A new MBA course implemented this fall at Sonoma State University has already resulted in viable sustainability projects for several North Bay businesses and organizations.
The Leading Sustainable Enterprises class, taught by Business Professor Adele Santana, is an experiential leadership course allowing students to research, develop, and implement environmental sustainability initiatives in the North Bay Area.
"Many business leaders today understand that long-term success is driven by an organization's value system and its relationship to social and natural environments," says Santana. "Our students, in their creativity and ingenuity, have cracked the code on sustainability with projects that not only create value for organizations and the marketplace, but also meet a standard of social, economic, and environmental responsibility."
Students are working on projects at Kaiser Permanente, Petaluma Poultry, Sonoma County Library, City of Rohnert Park, Coaches Training Institute (CTI), Target stores, Promise Energy, Ogilvie Merwin Ventures and Muddy Boot Wine, among other organizations.
The sustainability curriculum in the School of Business and Economics at Sonoma State is part of a broad strategy to align academic courses to social and global concerns of students, their organizations, and local communities. Executive Director of Graduate and Executive Business Programs John Stayton leads the effort to infuse sustainability principles into the curriculum. He co-founded the nation's first graduate program in sustainable business, or "Green MBA," while at New College of California in 2000. Both Stayton and Santana recently gave presentations at the University's third annual SSU Sustainability Days.

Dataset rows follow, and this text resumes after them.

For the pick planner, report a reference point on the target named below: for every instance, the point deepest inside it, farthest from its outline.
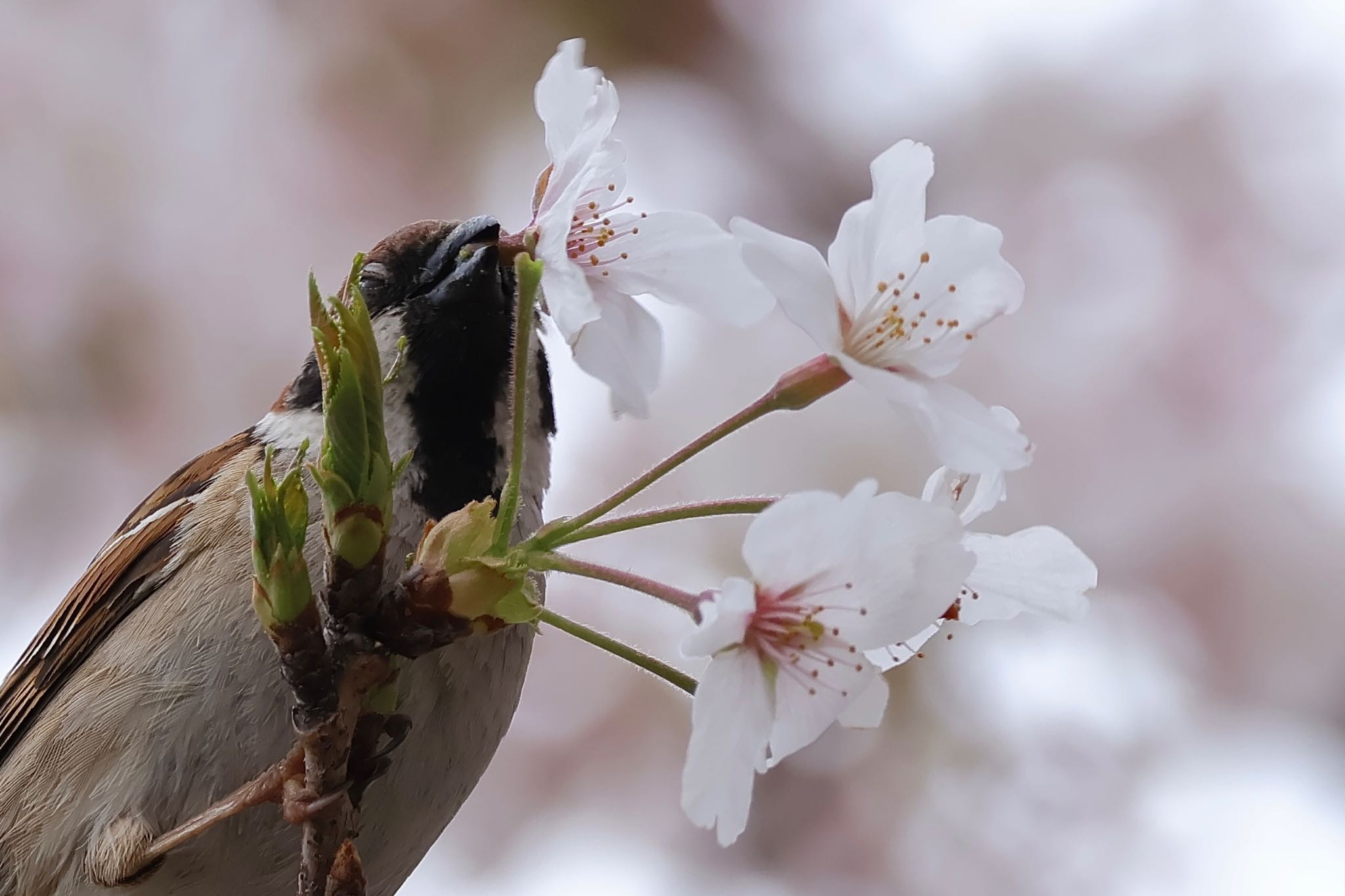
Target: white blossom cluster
(838, 589)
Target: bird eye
(373, 277)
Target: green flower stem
(726, 507)
(626, 652)
(529, 278)
(563, 563)
(794, 391)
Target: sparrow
(154, 691)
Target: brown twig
(265, 788)
(347, 876)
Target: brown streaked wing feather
(191, 477)
(106, 593)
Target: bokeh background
(1169, 178)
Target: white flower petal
(1038, 568)
(564, 93)
(961, 430)
(724, 620)
(908, 570)
(685, 258)
(881, 236)
(797, 540)
(797, 276)
(623, 347)
(573, 98)
(966, 436)
(731, 723)
(866, 710)
(970, 500)
(894, 654)
(850, 255)
(807, 704)
(567, 292)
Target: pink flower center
(894, 314)
(801, 633)
(592, 230)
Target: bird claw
(299, 805)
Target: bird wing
(127, 570)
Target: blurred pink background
(1168, 175)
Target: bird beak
(460, 247)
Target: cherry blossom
(1038, 570)
(600, 250)
(831, 576)
(899, 300)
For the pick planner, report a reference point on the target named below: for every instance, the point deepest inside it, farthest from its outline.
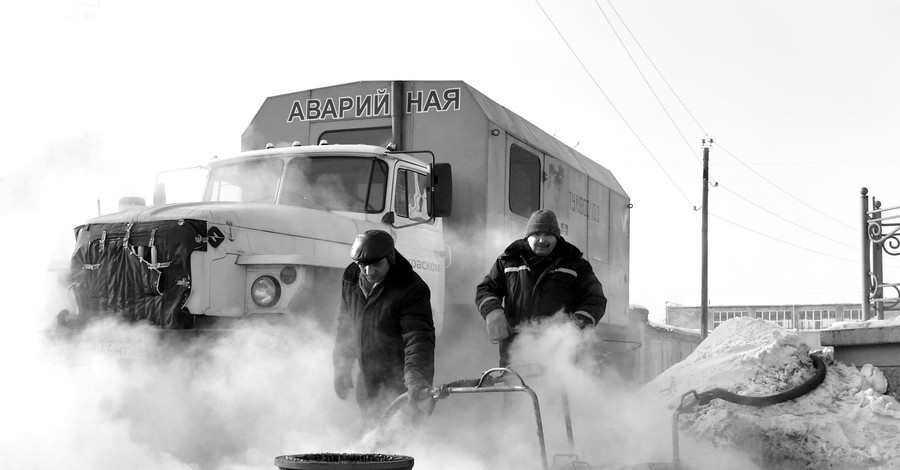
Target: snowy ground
(846, 423)
(238, 401)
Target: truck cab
(270, 236)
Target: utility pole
(704, 260)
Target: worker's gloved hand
(498, 327)
(416, 392)
(582, 320)
(343, 382)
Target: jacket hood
(563, 249)
(401, 272)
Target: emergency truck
(450, 173)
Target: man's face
(542, 243)
(375, 272)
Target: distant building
(806, 319)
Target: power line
(788, 220)
(647, 56)
(616, 109)
(684, 106)
(647, 82)
(783, 241)
(786, 192)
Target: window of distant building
(816, 319)
(782, 318)
(722, 316)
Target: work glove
(498, 327)
(582, 320)
(343, 382)
(416, 392)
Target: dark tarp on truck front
(136, 271)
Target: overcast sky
(801, 98)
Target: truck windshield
(350, 184)
(245, 181)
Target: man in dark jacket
(385, 323)
(536, 277)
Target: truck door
(418, 240)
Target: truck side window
(524, 181)
(411, 197)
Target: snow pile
(847, 422)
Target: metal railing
(880, 228)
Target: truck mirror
(131, 202)
(442, 191)
(159, 194)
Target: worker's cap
(371, 246)
(542, 220)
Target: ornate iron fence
(880, 227)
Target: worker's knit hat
(542, 220)
(371, 246)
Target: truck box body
(494, 154)
(274, 255)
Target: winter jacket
(390, 333)
(568, 284)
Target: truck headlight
(265, 291)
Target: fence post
(867, 308)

Santana is an expert on the effects of company orientation and industry characteristics on building and executing a sustainability strategy. Her research is featured in "Business and Society Review," "Ethics and Information Technology," and the "Journal of Business Ethics," among other publications. She recently published a chapter in the book "Ending the Fossil Fuel Era."
The School of Business and Economics is a primary supporter of the annual Sustainable Enterprise Conference in Rohnert Park, designed to educate and work with organizations to integrate environmental responsibility, sustainable business practices, and economic and social equity issues.